Shares of the Switzerland-based baked foods company traded during the day as low as $15.37, down 32% from the previous close of $22.75.
The company projected first half 2017 earnings per share would fall shy of expectations by 20% with a similar result for the full year.
According to Bloomberg News, Owen Killian, chief executive officer of Aryzta, said in a Jan. 24 call that the strength of Hostess Brands, Inc. has interfered with an Aryzta strategy to develop Otis Spunkmeyer’s branded retail presence.
Cloverhill Bakery was acquired by Aryzta in March 2014 with the strategic objective of helping develop Aryzta’s Otis Spunkmeyer business as a retail brand, and Aryzta said it is investing about €10 million ($10.7 million) per year in this effort.
“The performance in the current period is both unexpected and extremely disappointing,” Mr. Killian said. “Cloverhill was acquired with the objective of unlocking the Otis Spunkmeyer brand into retail. Aryzta’s brand investment strategy in Otis Spunkmeyer will in time replace the co-pack volumes and create a more predictable and higher margin business.”

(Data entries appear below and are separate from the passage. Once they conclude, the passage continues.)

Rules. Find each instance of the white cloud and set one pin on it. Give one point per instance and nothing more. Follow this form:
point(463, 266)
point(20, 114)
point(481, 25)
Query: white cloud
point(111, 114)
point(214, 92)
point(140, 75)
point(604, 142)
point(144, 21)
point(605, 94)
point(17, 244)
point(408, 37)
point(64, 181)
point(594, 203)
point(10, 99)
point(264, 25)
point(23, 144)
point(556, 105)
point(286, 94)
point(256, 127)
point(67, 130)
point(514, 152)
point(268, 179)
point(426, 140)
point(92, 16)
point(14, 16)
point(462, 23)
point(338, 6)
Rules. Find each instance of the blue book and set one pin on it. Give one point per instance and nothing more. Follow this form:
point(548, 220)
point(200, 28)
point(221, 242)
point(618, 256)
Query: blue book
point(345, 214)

While specific dollar figures of North American sales were not shared, Aryzta said underlying revenue growth in North America is tracking lower in the second quarter than in the first.
Additionally, the company said its decision to focus on branding has resulted in co-pack volume losses sooner than expected, resulting in “significant negative operating leverage” at the company’s Cloverhill facility in the Chicago area.

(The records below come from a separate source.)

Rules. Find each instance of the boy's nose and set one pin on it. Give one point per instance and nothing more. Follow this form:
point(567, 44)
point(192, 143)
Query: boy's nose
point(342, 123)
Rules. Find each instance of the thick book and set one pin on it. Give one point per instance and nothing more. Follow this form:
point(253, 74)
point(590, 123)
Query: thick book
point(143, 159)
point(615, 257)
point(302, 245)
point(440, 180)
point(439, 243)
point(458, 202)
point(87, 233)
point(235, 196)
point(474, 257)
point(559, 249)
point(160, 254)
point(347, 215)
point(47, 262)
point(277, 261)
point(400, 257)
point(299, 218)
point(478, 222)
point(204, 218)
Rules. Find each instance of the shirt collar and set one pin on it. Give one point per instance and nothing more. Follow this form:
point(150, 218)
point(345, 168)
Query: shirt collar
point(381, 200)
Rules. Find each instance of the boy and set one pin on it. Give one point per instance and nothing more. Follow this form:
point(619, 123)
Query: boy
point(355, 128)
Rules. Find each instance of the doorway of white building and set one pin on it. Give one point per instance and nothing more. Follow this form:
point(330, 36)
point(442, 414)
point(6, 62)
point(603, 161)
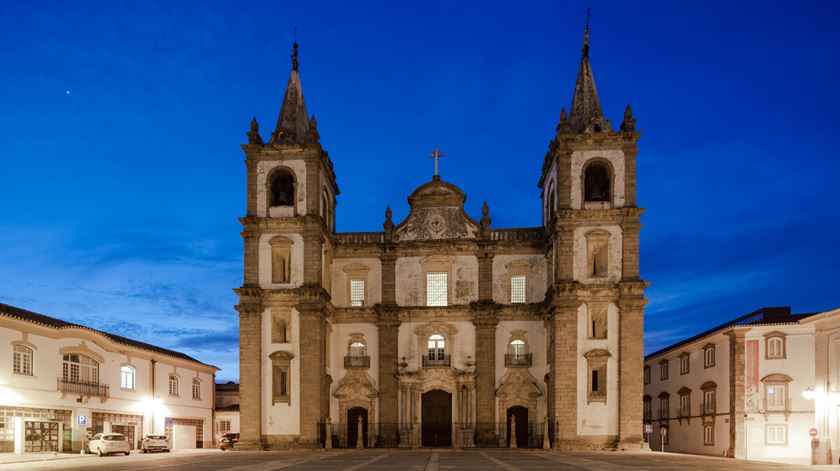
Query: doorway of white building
point(185, 434)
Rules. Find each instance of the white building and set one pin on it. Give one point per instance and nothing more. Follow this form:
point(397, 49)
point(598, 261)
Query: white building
point(60, 383)
point(227, 408)
point(747, 388)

Further, higher-than expected labor costs in North America are squeezing baked foods margins there, Aryzta said. Price increases have been initiated to counter the higher costs, Mr. Killian said.
“Aryzta North America is well invested and structured to support a significantly larger business very effectively and efficiently,” he said “It has best-in-class processes and technology, and is capable of further initiatives to develop its potential.”

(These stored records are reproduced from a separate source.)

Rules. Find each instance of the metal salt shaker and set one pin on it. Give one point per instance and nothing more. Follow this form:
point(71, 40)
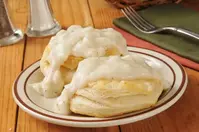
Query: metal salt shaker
point(41, 21)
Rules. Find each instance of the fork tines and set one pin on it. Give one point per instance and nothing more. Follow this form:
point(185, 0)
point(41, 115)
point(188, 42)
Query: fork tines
point(138, 21)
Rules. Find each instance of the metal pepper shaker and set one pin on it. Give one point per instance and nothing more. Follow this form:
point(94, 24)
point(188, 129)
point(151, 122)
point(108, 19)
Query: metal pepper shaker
point(8, 33)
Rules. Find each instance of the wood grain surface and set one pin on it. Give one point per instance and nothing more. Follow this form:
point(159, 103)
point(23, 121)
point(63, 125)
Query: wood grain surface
point(181, 117)
point(11, 58)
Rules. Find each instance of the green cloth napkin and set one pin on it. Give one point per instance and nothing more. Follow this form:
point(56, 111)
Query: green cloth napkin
point(168, 15)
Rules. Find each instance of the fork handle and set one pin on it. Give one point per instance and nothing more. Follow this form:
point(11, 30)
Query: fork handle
point(188, 33)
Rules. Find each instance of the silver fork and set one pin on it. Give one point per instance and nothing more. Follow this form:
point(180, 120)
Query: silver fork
point(144, 26)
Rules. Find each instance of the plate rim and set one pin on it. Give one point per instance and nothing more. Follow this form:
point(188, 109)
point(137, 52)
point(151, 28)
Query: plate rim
point(40, 115)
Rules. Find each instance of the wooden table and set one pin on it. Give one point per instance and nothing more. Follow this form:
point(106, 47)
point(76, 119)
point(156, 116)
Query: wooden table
point(182, 117)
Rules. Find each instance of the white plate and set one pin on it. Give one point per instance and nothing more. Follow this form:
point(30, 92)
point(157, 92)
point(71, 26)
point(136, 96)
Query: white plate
point(39, 107)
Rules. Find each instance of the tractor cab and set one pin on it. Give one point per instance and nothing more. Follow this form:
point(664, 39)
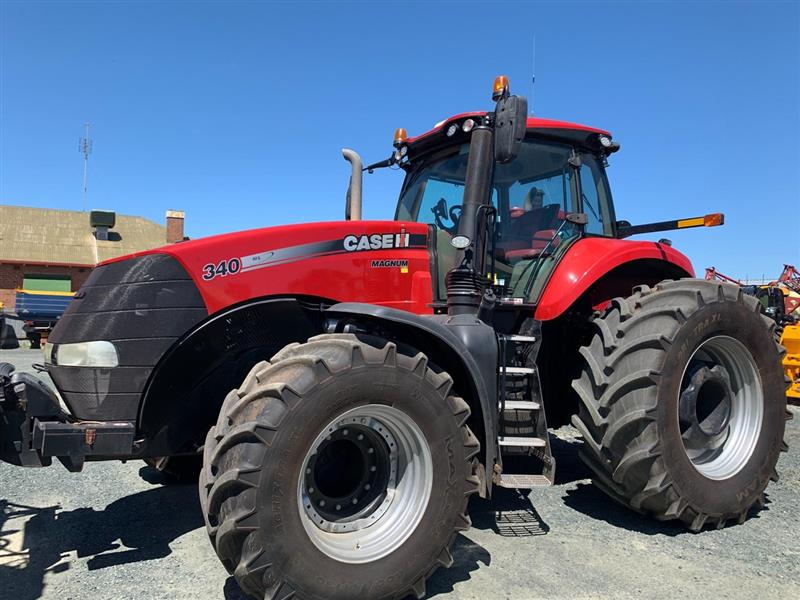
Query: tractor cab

Mr. Killian said the company is investing in “upskilling, training and development to ensure Aryzta becomes an employer of choice” in what he called a highly competitive labor market.
“We know that it will take a recovery followed by a period of sustainable growth to reestablish investor confidence,” Mr. Killian said. “It will also require an alignment with our key shareholders in terms of our future strategy and capital allocation. A substantial element of this significant setback is timing related. The Aryzta board and management teams are committed to returning the business to solid performance and growth and dealing with the challenges presented.”Aryzta said the unanticipated North American challenges were compounding problems the company already knew it would be facing because of the commissioning of a bakery in Germany and because of the impact of Brexit.